Physics and Applications of High-β Micro- and Nanolasers

Micro- and nanolasers are emerging optoelectronic components with many properties still to be explored and understood. On the one hand, they make it possible to address fundamental physical questions in the border area between classical physics and quantum physics, on the other hand, they open up new application perspectives in many areas of photonics. This progress report provides an overview of the exciting developments from conventional semiconductor lasers toward nanoscale lasers, whose function relies on increased light-matter interaction in low-mode-volume resonators and unconventional gain concepts. The latest advances in the physical understanding of light emission from high-beta lasers, in which a large part of the spontaneous emission is coupled into the laser mode, are highlighted. In the limit of beta = 1, this leads to thresholdless lasing and it is shown that quantum optical characterization is required to fully explore the underlying emission processes.
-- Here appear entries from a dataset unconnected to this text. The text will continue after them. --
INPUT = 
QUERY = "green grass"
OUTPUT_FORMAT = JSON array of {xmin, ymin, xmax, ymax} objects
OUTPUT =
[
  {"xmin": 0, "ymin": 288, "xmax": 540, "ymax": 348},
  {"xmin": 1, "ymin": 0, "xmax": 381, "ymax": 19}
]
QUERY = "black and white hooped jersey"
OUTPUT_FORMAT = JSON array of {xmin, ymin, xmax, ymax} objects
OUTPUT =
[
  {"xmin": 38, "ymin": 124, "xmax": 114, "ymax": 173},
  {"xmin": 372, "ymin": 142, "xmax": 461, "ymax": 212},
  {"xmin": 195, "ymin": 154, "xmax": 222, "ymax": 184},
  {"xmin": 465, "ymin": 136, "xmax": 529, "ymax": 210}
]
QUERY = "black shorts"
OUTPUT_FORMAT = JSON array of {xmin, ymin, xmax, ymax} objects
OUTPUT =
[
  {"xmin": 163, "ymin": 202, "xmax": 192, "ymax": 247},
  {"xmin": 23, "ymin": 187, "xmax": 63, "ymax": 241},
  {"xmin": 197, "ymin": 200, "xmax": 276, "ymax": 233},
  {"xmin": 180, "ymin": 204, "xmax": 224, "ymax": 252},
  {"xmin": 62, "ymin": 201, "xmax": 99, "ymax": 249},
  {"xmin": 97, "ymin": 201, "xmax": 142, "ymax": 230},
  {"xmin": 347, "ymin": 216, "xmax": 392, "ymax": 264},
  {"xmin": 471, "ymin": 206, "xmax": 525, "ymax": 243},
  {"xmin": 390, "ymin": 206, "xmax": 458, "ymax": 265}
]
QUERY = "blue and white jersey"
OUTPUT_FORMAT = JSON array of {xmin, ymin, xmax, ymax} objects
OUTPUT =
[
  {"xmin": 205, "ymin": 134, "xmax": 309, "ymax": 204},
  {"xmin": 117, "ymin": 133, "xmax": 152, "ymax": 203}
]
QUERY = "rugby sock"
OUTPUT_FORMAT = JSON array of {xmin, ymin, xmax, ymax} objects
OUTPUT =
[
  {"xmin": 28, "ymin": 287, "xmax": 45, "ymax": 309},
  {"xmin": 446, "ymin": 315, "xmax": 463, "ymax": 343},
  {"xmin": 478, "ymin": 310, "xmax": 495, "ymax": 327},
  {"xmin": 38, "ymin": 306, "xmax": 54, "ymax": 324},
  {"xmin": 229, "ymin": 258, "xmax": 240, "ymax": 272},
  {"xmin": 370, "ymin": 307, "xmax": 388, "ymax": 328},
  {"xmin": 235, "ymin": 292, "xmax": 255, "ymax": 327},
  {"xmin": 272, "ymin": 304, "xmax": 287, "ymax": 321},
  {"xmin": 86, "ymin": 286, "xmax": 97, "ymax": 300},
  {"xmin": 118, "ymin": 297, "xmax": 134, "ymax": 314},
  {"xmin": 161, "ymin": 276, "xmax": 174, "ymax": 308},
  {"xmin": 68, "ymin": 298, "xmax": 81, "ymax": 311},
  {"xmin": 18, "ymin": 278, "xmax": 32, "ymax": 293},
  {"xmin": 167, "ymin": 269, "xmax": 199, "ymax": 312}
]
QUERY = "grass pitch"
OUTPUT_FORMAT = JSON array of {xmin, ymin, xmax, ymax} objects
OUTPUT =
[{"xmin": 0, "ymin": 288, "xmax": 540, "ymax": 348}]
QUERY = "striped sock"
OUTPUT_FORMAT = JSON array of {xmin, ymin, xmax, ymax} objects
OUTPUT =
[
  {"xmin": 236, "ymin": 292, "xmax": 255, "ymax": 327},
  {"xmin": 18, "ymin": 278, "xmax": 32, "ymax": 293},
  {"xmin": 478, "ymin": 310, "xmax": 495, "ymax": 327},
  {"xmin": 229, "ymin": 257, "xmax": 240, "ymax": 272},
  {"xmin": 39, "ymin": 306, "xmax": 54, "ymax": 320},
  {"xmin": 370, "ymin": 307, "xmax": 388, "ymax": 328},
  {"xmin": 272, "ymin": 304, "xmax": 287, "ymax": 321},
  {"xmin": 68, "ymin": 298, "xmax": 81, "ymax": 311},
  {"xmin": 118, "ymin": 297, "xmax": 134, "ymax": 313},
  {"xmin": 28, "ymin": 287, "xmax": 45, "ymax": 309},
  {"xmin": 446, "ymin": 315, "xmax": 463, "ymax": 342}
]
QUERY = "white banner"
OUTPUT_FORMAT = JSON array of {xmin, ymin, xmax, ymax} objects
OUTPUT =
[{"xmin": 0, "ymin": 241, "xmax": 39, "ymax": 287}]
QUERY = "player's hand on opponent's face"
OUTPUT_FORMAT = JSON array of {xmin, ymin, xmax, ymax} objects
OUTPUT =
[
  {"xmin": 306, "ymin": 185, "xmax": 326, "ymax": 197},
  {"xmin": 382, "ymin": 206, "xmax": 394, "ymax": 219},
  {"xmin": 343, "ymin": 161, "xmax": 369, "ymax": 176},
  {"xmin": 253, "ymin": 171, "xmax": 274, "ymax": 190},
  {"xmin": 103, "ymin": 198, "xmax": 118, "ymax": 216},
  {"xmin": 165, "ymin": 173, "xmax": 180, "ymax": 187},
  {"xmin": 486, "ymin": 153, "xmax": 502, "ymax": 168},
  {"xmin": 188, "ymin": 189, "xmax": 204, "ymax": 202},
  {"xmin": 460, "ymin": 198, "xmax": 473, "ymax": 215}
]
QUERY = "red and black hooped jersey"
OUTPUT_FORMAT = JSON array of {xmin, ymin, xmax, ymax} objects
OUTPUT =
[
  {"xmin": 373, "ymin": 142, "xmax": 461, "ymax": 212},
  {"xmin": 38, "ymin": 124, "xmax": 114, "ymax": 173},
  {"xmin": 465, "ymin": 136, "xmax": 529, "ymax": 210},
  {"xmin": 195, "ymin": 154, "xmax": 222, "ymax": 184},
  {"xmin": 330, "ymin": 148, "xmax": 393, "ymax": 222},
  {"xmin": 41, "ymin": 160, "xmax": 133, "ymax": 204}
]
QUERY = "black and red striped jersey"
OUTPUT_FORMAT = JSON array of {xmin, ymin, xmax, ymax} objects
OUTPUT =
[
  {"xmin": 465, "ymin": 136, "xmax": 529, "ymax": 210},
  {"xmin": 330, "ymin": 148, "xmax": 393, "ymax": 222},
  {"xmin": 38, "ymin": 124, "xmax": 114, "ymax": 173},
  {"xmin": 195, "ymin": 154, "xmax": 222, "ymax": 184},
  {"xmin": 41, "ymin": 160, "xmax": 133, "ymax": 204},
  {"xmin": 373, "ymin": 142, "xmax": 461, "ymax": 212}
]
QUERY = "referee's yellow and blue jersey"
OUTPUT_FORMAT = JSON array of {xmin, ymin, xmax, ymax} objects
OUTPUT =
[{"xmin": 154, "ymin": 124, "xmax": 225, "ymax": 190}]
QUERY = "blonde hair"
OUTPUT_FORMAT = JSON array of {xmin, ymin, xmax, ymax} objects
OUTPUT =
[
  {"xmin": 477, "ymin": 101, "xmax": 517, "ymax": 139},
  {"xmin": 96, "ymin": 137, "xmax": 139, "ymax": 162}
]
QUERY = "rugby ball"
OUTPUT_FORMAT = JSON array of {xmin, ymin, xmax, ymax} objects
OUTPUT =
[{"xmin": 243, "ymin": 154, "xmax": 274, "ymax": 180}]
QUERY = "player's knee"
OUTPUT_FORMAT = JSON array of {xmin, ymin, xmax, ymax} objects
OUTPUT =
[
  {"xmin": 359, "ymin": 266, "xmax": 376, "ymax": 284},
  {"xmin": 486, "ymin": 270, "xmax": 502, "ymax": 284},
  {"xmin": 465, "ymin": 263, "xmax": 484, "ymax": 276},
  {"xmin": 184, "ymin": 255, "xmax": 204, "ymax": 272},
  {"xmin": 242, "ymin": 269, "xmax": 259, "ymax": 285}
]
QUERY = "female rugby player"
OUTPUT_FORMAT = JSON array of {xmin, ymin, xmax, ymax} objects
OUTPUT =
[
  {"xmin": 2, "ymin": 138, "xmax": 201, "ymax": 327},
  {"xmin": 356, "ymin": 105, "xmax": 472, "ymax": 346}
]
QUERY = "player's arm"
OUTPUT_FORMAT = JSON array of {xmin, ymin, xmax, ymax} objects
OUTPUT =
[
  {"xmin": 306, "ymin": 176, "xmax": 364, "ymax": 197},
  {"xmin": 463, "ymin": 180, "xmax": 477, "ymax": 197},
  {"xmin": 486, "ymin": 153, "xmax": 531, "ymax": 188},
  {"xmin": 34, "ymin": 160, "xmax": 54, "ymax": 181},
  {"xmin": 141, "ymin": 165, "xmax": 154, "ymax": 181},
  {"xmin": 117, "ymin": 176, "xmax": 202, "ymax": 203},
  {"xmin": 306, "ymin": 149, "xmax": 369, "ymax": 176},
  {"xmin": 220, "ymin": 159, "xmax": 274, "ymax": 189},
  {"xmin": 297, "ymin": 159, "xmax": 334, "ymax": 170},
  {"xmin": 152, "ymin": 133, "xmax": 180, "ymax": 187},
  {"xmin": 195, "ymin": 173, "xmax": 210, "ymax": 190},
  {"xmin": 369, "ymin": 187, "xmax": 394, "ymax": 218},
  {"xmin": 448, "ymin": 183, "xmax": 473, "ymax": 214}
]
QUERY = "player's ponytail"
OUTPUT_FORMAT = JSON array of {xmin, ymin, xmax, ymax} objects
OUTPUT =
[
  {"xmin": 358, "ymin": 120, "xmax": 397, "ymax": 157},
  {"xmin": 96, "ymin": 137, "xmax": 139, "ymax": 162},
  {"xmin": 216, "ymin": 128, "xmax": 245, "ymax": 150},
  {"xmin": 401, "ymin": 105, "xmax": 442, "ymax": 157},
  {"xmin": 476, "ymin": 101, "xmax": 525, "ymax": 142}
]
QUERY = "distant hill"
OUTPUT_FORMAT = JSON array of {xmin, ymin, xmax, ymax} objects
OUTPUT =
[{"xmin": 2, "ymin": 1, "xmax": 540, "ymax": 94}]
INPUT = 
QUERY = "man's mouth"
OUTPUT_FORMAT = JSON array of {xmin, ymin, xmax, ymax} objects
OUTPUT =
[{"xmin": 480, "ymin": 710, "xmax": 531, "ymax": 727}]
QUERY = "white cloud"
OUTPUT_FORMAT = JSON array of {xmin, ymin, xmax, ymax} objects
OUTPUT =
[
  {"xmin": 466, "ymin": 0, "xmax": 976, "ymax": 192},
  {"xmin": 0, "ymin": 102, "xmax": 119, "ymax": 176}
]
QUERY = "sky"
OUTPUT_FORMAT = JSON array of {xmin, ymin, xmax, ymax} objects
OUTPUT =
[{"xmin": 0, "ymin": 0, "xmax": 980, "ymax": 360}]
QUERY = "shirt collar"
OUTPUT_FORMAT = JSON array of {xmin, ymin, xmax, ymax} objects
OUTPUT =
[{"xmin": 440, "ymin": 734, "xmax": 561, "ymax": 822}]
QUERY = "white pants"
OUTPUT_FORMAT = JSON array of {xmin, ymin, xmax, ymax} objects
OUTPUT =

In addition, emerging nanolaser concepts based on Fano resonators, topological photonics, and 2D materials are presented. Open questions, future prospects, and application scenarios of high-beta lasers in integrated photonics, quantum nanophotonics, and neuromorphic computing are discussed.

Automated summary

Micro- and nanolasers are emerging optoelectronic components that offer opportunities to explore fundamental physical questions and have diverse applications. Exciting developments include advancements in the physical understanding of light emission from high-beta lasers and emerging nanolaser concepts based on Fano resonators, topological photonics, and 2D materials. The future prospects and application scenarios of high-beta lasers in integrated photonics, quantum nanophotonics, and neuromorphic computing are also discussed.